Patients with tibial nerve compression will often experience pain, numbness and tingling. Depending on the site of the compression, weakness may be present too. Lack of sensation in the feet can be problematic since it can lead to unrecognized ulcers that can become quite large and become limb-threatening.

The diagnosis is often clinical, based on the history and physical examination. Nerve tests are often obtained but can be normal, especially in dynamic compressions. MRI and ultrasound can be helpful in visualizing the nerve and its compression, but can also identify muscles that are undergoing denervation changes from lack of normal nerve electrical signals into the muscle. Diagnostic injections can be considered.

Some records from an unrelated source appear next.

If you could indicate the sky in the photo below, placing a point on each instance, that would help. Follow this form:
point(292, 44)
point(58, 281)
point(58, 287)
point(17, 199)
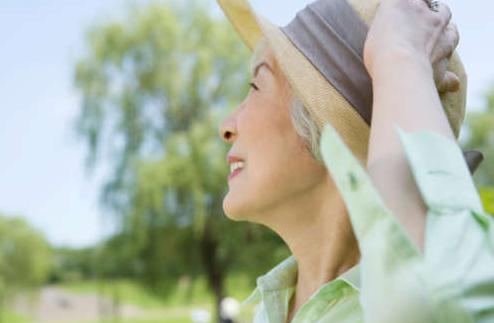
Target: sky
point(42, 172)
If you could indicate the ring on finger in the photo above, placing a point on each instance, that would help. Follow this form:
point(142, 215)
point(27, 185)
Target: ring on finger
point(433, 5)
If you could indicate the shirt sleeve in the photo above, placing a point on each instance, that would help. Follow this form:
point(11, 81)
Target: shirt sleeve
point(453, 279)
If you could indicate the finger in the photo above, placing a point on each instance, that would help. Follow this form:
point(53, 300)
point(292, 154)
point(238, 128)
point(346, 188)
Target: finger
point(443, 14)
point(454, 34)
point(450, 83)
point(447, 43)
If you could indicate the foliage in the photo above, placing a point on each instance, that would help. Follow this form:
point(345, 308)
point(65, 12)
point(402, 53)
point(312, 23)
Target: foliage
point(25, 261)
point(25, 256)
point(154, 88)
point(480, 126)
point(487, 196)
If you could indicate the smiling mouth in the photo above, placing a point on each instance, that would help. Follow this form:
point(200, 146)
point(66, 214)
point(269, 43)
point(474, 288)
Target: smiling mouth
point(235, 168)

One particular challenge is differentiating tibial nerve compression from exertional compartment syndrome and popliteal artery entrapment syndrome. As a matter of fact, these conditions can be present at the same time and require specialized testing such as measurement of exertional compartment pressures, and dynamic ultrasound or MRI scan.

Treatment:

The treatment is customized to the site of compression, its cause and severity. Physical therapy to promote nerve gliding can be helpful. Gait analysis and retraining with a focused physical therapy regimen can help in high level athletes. Botulinum toxin injections can be considered if the compression is dynamic. Surgical release is recommended for more severe cases and does not involve cutting the nerve like some patients think, but actually involves releasing it from the surrounding structures so that it can recover. Depending on the severity of the compression, there may be abnormal changes in the nerve fibers themselves. These take a lot longer to recover, possibly years. This is the case with any severe nerve compression.

Treatment of Neuromas
Treatment of Neuromas

When a nerve gets injured, it tries to repair itself. If the circumstances aren't right, it creates a “nerve scar” which is designated as neuroma.

Any injury, such as a sharp transection, crush injury, radiation, thermal injury/burn, frost bite, cancer, stretching can lead to neuroma formation. Even inadvertent and excessive retraction during surgery can lead to nerve injury.

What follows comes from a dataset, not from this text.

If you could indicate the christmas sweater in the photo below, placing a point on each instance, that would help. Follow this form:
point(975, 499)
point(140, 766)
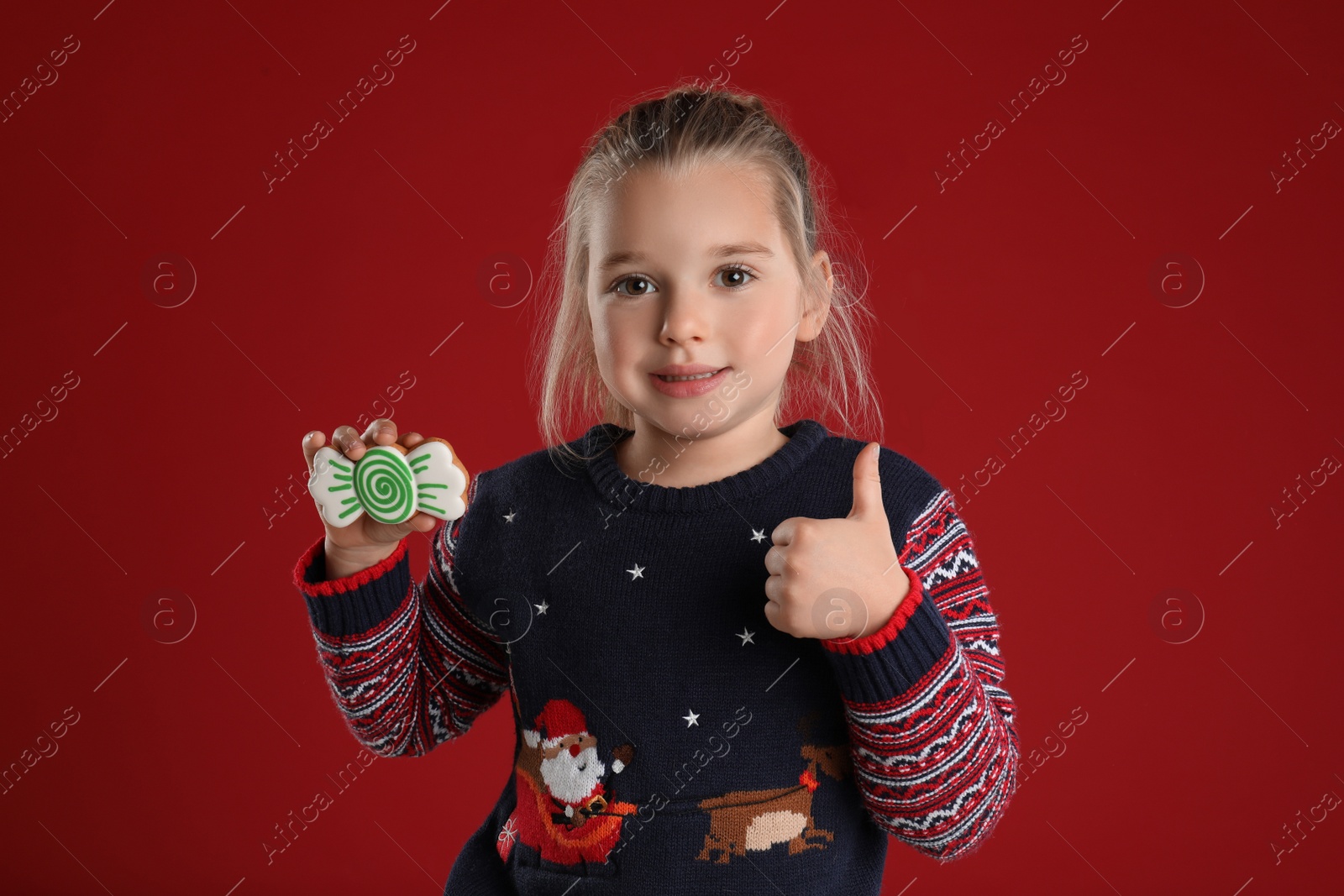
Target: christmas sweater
point(669, 738)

Pain, numbness, tingling and possibly weakness can result if the nerve has a motor component that powers a muscle or an entire muscle group. The type of pain caused by a nerve injury is often called “neuropathic pain”.

The history and physical examination are the most important steps in making a diagnosis. Additional modalities such as MRI neurography and ultrasound can be helpful in diagnosing a nerve injury. Indirect methods include Electromyography (EMG) and Nerve Conduction Studies (NCS).